Der “Indiana Jones für eine neue Generation” scheitert an eben dieser Generation, denn der Film erinnert nach der guten ersten halben Stunde einfach eher an die filmischen Schatzsucher des letzten Jahrzehnts, an Nicholas Cage und Angelina Jolie, und alle inszenatorischen Schwächen, die damit einhergehen. Während Spielberg zu Beginn an die glorreichen Anfänge seiner Karriere verweist, an die damals innovativen Einstellungen von Radkappen und Rückspiegeln in Duel, an seinen jugendlichen Elan, sogar an E.T., so zerfällt der Film im weiteren Verlauf in immer klinischer und CGI-unterstützter wirkende Action-Teile und langatmige “Laber-Teile”, in denen unter anderem mal wieder das Spielberg-Ideal der Familie bis zum Erbrechen rekonstruiert wird. Ich habe die alten Filme der Serie nicht mehr gesehen, seit River Phoenix uns auf der Leinwand erklärte, wie man sich eine markante Narbe holen kann, aber ich bilde mir ein, dass die Schurken früher irgendwie bedrohlicher waren. Der archetypische Brutalo-Russe Dovchenko (Igor Jijikine) wird stark eingeführt, hat aber im weiteren Verlauf des Films nichts anderes zu tun, als sich immer wieder mit dem unkaputtbaren Harrison Ford zu boxen, und dies ohne wirklichen Sieger oder auch nur irgendwelche Konsequenzen (abgesehen von der unvermeidbaren Konsequenz für den Bösewicht gegen Ende des Films). Ray Winstone als Indys langjähriger Freund “Mac”, der ihn für Geld hintergeht, dann aber doch nur ein Doppel-Agent des CIA war undsoweiter, ist immerhin ein gutes Opfer für einen (auch schnell erlahmenden) anderen Box-Gag, aber genau wie die als parapsychologische Mata Hari auftrumpfende Cate Blanchett (oder der ähnlich inkonsequent wie die magnetischen Effekte zwischen Genie und Wahnsinn hin- und herspringende John Hurt) sind dies einfach nur verschenkte Gastauftritte, die gerade “für eine neue Generation”, die noch nie von den alten Serials gehört hat, ohne den geringsten Biss bleiben dürften.
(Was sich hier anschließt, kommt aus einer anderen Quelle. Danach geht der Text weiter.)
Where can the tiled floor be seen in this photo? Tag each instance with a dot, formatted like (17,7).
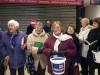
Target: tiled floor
(26,73)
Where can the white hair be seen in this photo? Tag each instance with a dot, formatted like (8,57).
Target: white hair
(15,23)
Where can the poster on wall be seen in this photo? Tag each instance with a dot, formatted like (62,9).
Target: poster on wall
(62,2)
(94,2)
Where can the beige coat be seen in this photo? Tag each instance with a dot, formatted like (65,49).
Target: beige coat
(82,36)
(30,46)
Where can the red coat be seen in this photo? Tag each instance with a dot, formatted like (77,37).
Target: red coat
(67,45)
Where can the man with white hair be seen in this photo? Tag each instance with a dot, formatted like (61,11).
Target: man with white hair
(13,48)
(31,26)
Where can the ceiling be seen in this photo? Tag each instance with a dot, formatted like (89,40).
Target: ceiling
(86,3)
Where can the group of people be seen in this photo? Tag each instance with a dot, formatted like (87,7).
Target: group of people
(42,46)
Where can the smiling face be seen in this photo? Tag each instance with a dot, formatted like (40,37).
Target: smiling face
(70,30)
(48,23)
(12,28)
(38,29)
(95,25)
(57,29)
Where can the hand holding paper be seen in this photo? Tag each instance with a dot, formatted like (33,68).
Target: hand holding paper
(38,44)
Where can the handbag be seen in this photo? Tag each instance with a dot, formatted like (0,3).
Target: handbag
(73,70)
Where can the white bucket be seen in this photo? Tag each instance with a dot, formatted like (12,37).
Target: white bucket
(96,56)
(58,65)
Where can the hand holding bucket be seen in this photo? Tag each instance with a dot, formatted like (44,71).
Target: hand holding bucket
(58,65)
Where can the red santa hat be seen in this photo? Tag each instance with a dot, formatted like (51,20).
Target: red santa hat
(33,21)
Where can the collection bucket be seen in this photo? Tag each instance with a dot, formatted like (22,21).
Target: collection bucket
(96,56)
(58,65)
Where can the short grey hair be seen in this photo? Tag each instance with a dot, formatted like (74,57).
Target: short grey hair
(39,24)
(14,22)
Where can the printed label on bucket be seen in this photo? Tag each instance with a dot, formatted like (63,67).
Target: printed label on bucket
(58,68)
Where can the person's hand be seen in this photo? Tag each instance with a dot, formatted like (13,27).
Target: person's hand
(39,51)
(53,52)
(23,46)
(7,58)
(62,53)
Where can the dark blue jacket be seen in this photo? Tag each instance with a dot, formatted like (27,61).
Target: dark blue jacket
(17,59)
(78,57)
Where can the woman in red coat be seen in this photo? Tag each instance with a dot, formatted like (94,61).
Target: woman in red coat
(59,44)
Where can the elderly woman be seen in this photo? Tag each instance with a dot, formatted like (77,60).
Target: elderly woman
(59,44)
(12,49)
(35,42)
(71,31)
(94,35)
(82,36)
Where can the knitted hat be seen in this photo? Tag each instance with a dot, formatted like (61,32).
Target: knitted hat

Im Grunde genommen ist der Film wie eine seiner unrealistischsten Szenen (mit Shia LaBeouf im Mittelpunkt): ein Spagat zwischen der Vergangenheit und der Zukunft, der voll auf die Eier geht. Wer darüber lachen kann, wird sich sogar amüsieren.


Nachtrag: Leider wurde der Film der Presse, wie es momentan ärgerlicherweise immer häufiger passiert, in der deutschen Synchronfassung vorgeführt, und so kam man in den Genuss seltsamer, oft gestelzter Dialoge wie:

  • “Nein, nein, der Kopf vom lieben Gott sieht anders aus...”
  • “Ich bin Mutt.” -- “So wie Schachmatt?” -- “Ja, nur ohne Schach.”

und mein persönlicher Favorit:

  • “Es gibt hier keinen Baumarkt.”

(1957 kannte man sicher noch nicht mal das Wort “Baumarkt”, im Original war es wahrscheinlich ein hardware store)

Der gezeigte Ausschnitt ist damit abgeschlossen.